Cuts constitute about 20 percent of company-wide layoffs by beleaguered cannabis producer
BY JOHN CHICK
Special to the VOICE
UPDATE: The Globe & Mail, and various investor websites, reported on Friday evening, September 13, that CannTrust will be delisted from the S&P/TSX Composite Index at the start of business on September 23.
Thirty-five workers at CannTrust’s Fenwick operation were among the 180 layoffs the beleaguered cannabis producer announced late last Thursday, the company’s communications specialist Morgan Cates told the Voice.
The cuts constitute about 12 percent of the workforce at the Pelham site, and 20 percent of the overall company layoffs. According to information previously provided to the Voice by Ward 1 Councillor and Cannabis Control Committee member Mike Ciolfi, only about five percent of the employees in Fenwick as of July were residents of Pelham.

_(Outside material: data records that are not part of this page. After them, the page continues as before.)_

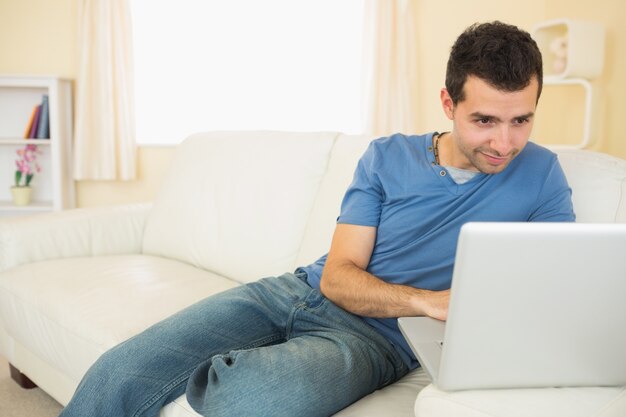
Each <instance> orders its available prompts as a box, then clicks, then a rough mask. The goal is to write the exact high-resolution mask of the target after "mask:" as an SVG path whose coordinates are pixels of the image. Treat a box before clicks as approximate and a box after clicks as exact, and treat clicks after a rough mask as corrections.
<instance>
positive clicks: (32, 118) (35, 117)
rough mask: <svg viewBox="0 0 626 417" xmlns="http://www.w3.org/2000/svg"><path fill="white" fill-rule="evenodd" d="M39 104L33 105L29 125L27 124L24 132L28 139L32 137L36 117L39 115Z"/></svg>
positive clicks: (24, 134) (30, 115) (26, 136)
mask: <svg viewBox="0 0 626 417" xmlns="http://www.w3.org/2000/svg"><path fill="white" fill-rule="evenodd" d="M38 108H39V106H35V107H33V112H32V113H31V114H30V119H28V125H26V131H25V132H24V137H25V138H26V139H29V138H30V131H31V129H32V128H33V123H34V122H35V118H36V117H37V109H38Z"/></svg>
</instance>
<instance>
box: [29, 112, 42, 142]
mask: <svg viewBox="0 0 626 417" xmlns="http://www.w3.org/2000/svg"><path fill="white" fill-rule="evenodd" d="M40 119H41V105H40V104H38V105H37V106H35V116H34V117H33V122H32V123H31V124H30V126H29V127H30V129H29V131H28V136H26V137H27V138H28V139H32V138H35V137H37V128H38V127H39V120H40Z"/></svg>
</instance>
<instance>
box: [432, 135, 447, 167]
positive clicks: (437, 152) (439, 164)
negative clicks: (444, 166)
mask: <svg viewBox="0 0 626 417" xmlns="http://www.w3.org/2000/svg"><path fill="white" fill-rule="evenodd" d="M446 133H447V132H443V133H439V134H438V135H437V136H436V137H435V144H434V146H433V153H434V154H435V162H436V163H437V165H441V163H440V162H439V139H441V137H442V136H443V135H445V134H446Z"/></svg>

According to a CannTrust statement, the majority of the affected employees worked in cannabis cultivation or customer service support roles. The company stated the cuts would save about $9 million dollars.
“We have made the extremely difficult decision to restructure our workforce to reflect the current requirements of our business,” interim CEO Robert Marcovitch said. “Over the past two months, we have moved swiftly to assess and address the Health Canada report indicating areas of non-compliance in our operations. We remain fully committed to building the organization we need for future success and rebuilding the trust of all of our stakeholders.”
Despite CannTrust’s corporate nosedive in the wake of the aforementioned multitude of regulatory violations, one affected individual seemed surprised by the cuts.
“We were shocked, just shocked,” an unnamed employee, who was laid off from the Pelham site, told the Financial Post. “There was a reassurance from my senior manager that the company would not lay off this many people all at once. I didn’t think this was going to happen because it was business as usual at the company, despite all the news reports about the unlicensed growing.”
That may sound difficult to believe, given that less revenue has been flowing back to CannTrust since both a Health Canada and voluntary hold took tens of millions of dollars worth of product off the market, following news in June of illegal cannabis growing at the Fenwick facility. The scandal resulted in the removal of the company’s top two executives, and has erased about $500 million in CannTrust market value. As typically occurs after companies announce cost-cutting layoffs, its stock price spiked marginally in trading on Friday, September 6, closing at $2.33 a share, up 13 cents from a day prior. Still, the value of the stock is down about 65 percent from where it was before the scandal began, and there has been recent market analyst speculation that it may be delisted from the New York Stock Exchange.